LISIANTHUS
Sylvie MAROT
Editions de la Crypte – 2015 – 70p – 12 euros
Sous-titré « Fragments », Lysianthus, publié aux Editions de la Crypte est le premier recueil de Sylvie Marot. Un recueil en forme de fragments poétiques disposés sur la page en haut et en bas laissant place à un grand vide au milieu comme celui qui emplit le cœur de la narratrice et que raconte cette histoire de « désunion ».
Un vide que creuse l’absence avec son désir douloureux non de remplir le creux mais bien de s’y engloutir.
Ce qui frappe dès les premiers mots, et avec ce titre recherché, c’est la richesse de vocabulaire, la beauté de la langue, l’amour du mot juste et coloré. Comme dans l’écriture où l’élagage se fait par suppression successif, de collage en juxtaposition, le corps épouse cette nécessité. « Il allait falloir effectivement amputer, couper, enlever, retrancher, sectionner, supprimer, trancher ».
Au fil des jours et des nuits, au milieu des mots et des maux, tenter de s’abstraire de cette souffrance que provoque toute rupture, par tous les moyens jusqu’à l’obsession.
« Elle veut colorier tout le vide quitte à dépasser les bords ».
Le style décalé émeut par la sincérité du propos qui, au début fait sourire : « Elle plonge la tête dans le tambour de la machine à laver. La ressort. Rien ».
Il y a une douceur dans l’évocation de tout ce silence qui se fait autour de la narratrice qui nous entraîne dans son observation du monde comme si elle-même était hors de ce corps qui souffre.

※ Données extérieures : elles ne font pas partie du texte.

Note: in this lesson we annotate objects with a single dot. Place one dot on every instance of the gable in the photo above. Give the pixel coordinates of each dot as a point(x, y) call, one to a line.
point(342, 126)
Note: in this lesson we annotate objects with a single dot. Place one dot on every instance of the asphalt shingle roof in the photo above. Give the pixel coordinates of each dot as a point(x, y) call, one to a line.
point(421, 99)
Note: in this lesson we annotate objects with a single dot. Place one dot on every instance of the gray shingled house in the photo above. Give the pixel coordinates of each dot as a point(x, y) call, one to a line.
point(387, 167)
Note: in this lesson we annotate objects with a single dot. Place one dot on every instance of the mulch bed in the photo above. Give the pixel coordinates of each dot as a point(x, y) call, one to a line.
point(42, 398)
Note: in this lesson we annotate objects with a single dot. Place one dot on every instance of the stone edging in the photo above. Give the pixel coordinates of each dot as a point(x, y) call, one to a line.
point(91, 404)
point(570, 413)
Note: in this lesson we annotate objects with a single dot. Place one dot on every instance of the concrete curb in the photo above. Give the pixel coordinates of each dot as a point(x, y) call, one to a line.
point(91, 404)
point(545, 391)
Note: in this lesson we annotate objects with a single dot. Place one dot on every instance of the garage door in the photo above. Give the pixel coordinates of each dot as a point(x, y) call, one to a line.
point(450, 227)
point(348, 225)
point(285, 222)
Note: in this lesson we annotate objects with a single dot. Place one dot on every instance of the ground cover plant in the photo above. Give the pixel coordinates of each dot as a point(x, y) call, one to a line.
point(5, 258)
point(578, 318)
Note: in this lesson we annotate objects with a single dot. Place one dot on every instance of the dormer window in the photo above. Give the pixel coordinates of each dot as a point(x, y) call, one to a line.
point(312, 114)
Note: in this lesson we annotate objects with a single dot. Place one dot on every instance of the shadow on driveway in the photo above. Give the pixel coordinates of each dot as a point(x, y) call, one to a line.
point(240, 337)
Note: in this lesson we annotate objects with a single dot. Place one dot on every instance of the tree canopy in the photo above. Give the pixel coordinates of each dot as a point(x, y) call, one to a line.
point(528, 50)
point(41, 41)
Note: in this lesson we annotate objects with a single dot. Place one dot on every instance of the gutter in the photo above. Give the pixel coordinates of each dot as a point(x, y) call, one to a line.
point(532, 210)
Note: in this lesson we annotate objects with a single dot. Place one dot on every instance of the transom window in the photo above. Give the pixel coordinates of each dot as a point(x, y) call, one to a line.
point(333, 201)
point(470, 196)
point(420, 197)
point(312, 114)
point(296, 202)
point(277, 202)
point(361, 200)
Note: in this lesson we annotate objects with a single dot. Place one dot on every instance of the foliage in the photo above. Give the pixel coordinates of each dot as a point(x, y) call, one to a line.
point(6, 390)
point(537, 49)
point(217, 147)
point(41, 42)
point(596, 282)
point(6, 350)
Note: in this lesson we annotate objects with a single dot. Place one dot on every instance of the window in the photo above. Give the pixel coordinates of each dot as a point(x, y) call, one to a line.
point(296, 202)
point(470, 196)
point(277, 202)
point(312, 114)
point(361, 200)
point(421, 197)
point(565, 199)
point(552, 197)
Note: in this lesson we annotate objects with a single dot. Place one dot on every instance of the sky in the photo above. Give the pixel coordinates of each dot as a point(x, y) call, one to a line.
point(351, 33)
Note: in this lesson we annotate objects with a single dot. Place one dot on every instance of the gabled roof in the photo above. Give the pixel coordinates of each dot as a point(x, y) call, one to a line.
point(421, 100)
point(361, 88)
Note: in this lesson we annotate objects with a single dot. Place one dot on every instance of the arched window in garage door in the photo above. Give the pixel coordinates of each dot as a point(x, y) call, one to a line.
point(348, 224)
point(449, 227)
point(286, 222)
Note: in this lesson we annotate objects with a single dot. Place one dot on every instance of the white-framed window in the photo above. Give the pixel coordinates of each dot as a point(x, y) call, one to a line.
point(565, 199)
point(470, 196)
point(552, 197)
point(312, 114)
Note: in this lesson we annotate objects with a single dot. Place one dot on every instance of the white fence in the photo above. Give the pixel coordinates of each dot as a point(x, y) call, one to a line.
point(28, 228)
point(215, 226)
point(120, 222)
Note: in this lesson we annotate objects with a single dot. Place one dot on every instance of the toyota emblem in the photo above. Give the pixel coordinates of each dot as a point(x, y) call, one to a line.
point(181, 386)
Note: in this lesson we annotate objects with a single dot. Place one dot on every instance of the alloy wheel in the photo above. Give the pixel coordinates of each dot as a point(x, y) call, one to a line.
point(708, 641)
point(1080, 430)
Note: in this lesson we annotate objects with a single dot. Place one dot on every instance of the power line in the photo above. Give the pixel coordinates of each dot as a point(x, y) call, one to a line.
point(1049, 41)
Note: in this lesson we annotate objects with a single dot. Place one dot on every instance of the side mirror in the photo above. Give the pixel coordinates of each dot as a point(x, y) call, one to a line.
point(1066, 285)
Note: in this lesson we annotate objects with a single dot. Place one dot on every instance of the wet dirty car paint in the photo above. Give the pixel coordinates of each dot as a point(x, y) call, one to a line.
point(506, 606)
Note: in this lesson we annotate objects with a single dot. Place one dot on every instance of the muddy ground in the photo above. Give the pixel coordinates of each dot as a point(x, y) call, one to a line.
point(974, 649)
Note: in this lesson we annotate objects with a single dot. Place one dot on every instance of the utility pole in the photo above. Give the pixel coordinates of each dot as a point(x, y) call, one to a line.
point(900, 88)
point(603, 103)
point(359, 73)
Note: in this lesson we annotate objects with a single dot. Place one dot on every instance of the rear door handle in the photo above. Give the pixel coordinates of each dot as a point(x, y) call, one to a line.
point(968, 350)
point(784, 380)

« Dans le jardin un hérisson vagabonde. La lumière de la ville découpe ses doux piquants ». Le hérisson est métaphore de ce qui pique, gratte à l’intérieur du cœur. Tout pique, tout gratte, tout est froid et inconfortable. La présence de ce corps au milieu des autres est éclatée, c’est un éparpillement, une dispersion dans l’espace. Elle n’est pas en dehors de son corps, c’est son corps qui est éparpillé dans l’espace, se retrouve dans les piquants du hérisson, sur le rebord des rails, qu’elle imagine jonchés de débris si…
Les nuits sont les fantômes des jours. « Nocturne/adossée à un arbre/du lierre m’enserre/mon cœur se comprime/ma peau devient écorce//diurne/adossée à toi/ ton bras m’enserrait/le cœur argenté/ta main droite se posait sur mon épaule gauche. »
S’installer dans ce rêve de suicide, attendre et explorer chaque possible, sous les rails, ou par le poison, ou bien encore « attendre que quelqu’un veuille bien la suicider. Et que les tortures cessent. »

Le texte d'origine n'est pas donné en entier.